Journalism

A Conversation with Legendary Associated Press Courts Reporter Linda Deutsch

October 7, 2015

Linda Deutsch Court Reporter
Photo by Alex Gillman

 

From the age of 10, when she was given her first typewriter, Linda Deutsch knew she wanted to be a reporter. Envisioning herself as an entertainment reporter, her career took a drastic turn when she was assigned her first big criminal case in 1970—the Charles Manson trial. Since then, she has covered many headline-grabbing cases including Patty Hearst, John DeLorean, William Kennedy Smith, the police officers who beat Rodney King, O.J. Simpson, Phil Spector and Michael Jackson. 

“I felt I was serving the only purpose I could, which was to be the eyes and ears of America in courtrooms. And if I had become an attorney, even if I had just gone to law school, I would be thinking differently. Lawyers think differently than reporters or readers. And I wanted to be on the same level as the readers so I would be answering their questions with my stories,” Deutsch said at a Sept. 28 event organized by the CSUN student chapter of the Society of Professional Journalists.

She worked at The Associated Press for 48 years –“longer than a lot of marriages last,” Deutsch said–before she retired in December.
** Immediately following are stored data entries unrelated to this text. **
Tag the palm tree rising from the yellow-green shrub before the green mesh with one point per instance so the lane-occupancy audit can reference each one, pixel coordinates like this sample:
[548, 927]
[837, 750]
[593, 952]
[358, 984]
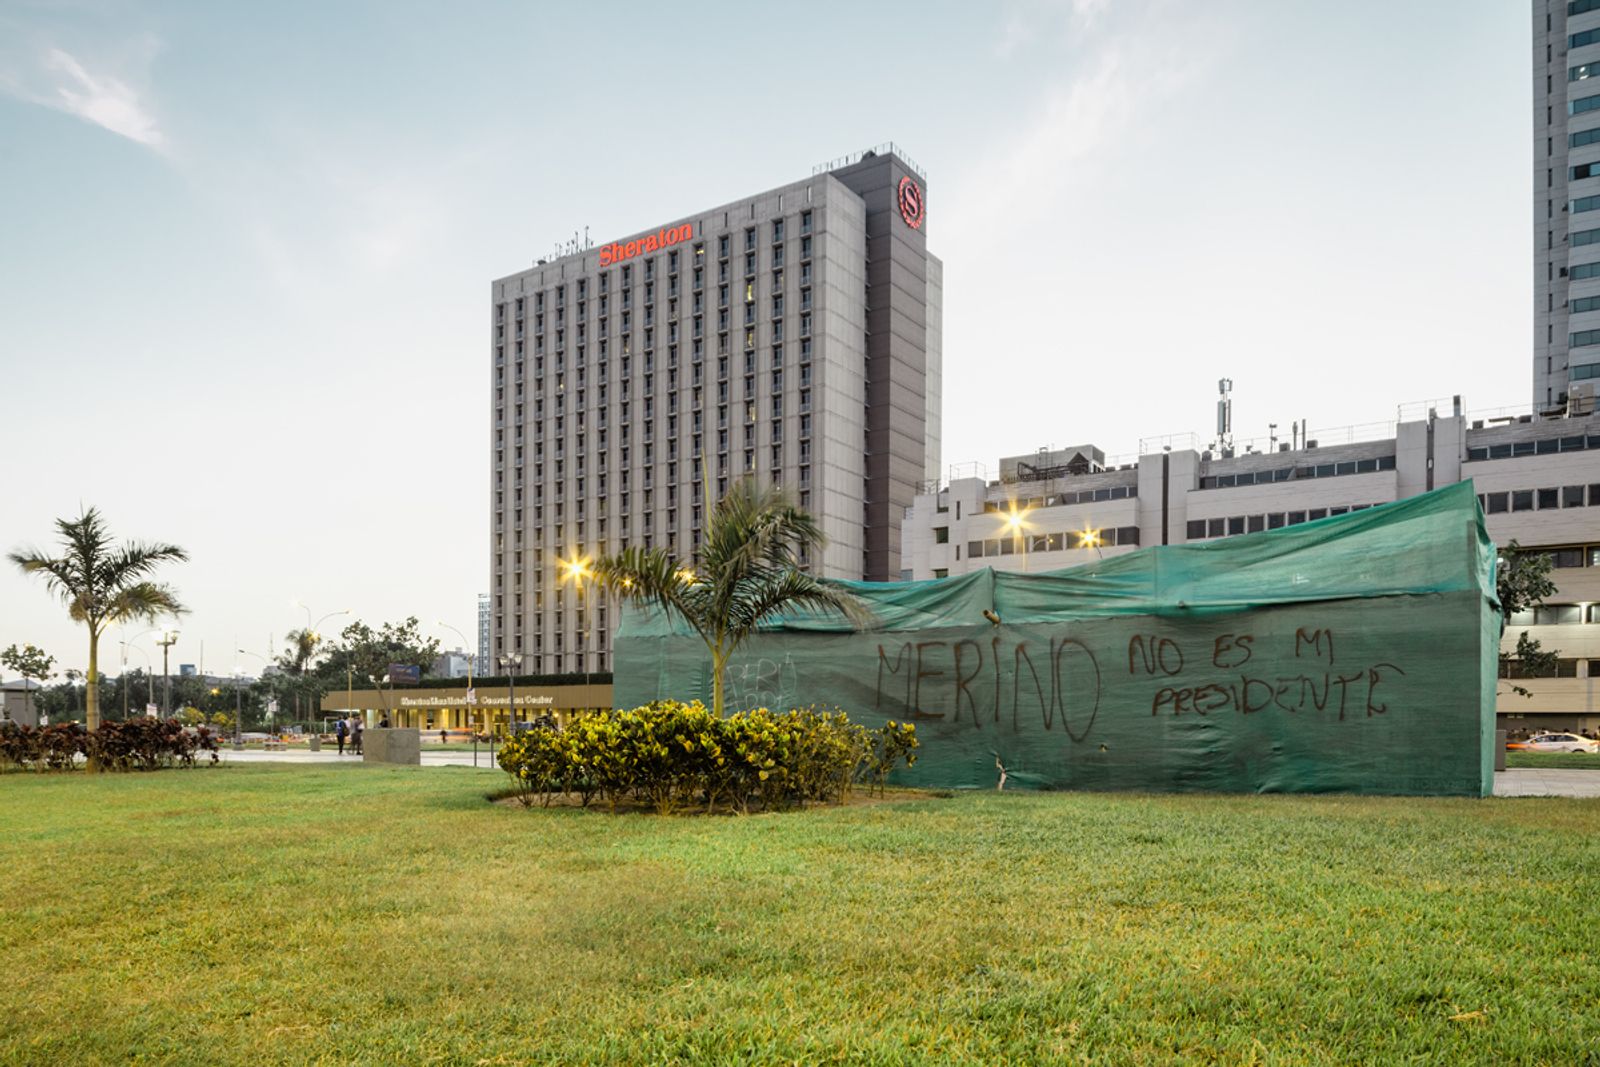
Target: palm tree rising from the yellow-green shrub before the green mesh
[750, 572]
 When she was 12, she created an Elvis Presley fan club and produced a newsletter that was distributed to 300 readers worldwide. Then she experienced a “life-altering” moment in her sophomore year of college when she interned for the Perth Amboy (New Jersey) Evening News in the summer of 1963. 

The March on Washington was planned for late August but her editor didn’t have the money to send her, so Deutsch arranged to ride on an NACCP-sponsored bus. She witnessed Dr. Martin Luther King Jr. give his famous “I Have a Dream” speech that resulted in her first front-page byline.

“After that, there was no turning back,” Deutsch said.

Fresh out of college and looking for a news job, Deutsch headed to California, where he uncle lived, and found what she described as “Nirvana” and “the most beautiful place” she’d ever seen. 

Deutsch applied to the L.A. Times, the L.A. Herald-Examiner and the AP. (She had freelanced for the wire service in New Jersey.) Impressed by her work, the AP Los Angeles Bureau immediately plunked her into a newsroom of cigar-smoking male reporters. 

“We could not work at night. It was forbidden because they thought it was dangerous for women. At that time, there was a contract that was very male-centric. We were known as newsmen, not women, and women were required to retire when they were 55,” Deutsch said. 

Times changed and Deutsch was able to work well past her mid-50s.

During the Jackson trial in 2005, fans applauded her for her objective reporting.

“They called me over and said, ‘We just want you to know, when we say the press are liars, we don’t mean you. We read you every day on the Internet and we know that you are unbiased,’ ” Deutsch said. “I took that as a badge of honor. I was really pleased with that.” 

Deutsch often reported under a great deal of stress. During the Patty Hearst trial in 1976, her editor told her over the phone, “I don’t want to put any pressure on you, but every paper in the country is holding their front page for this,” Deutsch recounted. 

Her elevated status within the journalism community compelled CSUN journalism students to pay extra attention to her advice.

“Decide what it is you are interested in, what your passion is. And if you feel that you cannot do anything else but be a journalist, that there’s nothing else in the world that interests you, then you have to do it. If there are other things you can say you are into, I’d say, look into them. The journalism field is crowded and it’s diminishing and the talk of doom for newspapers is not overstated. It can’t be overstated,” said Deutsch.

Preparation is key when applying for that first job.

“You have to prove yourself and I’d say get as much experience as you possibly can. And report and report and report,” advised Deutsch.

Although Deutsch didn’t set out to be a courtroom reporter, she is beyond satisfied.

“I really can’t think of anything else I would have wanted to do,” Deutsch said.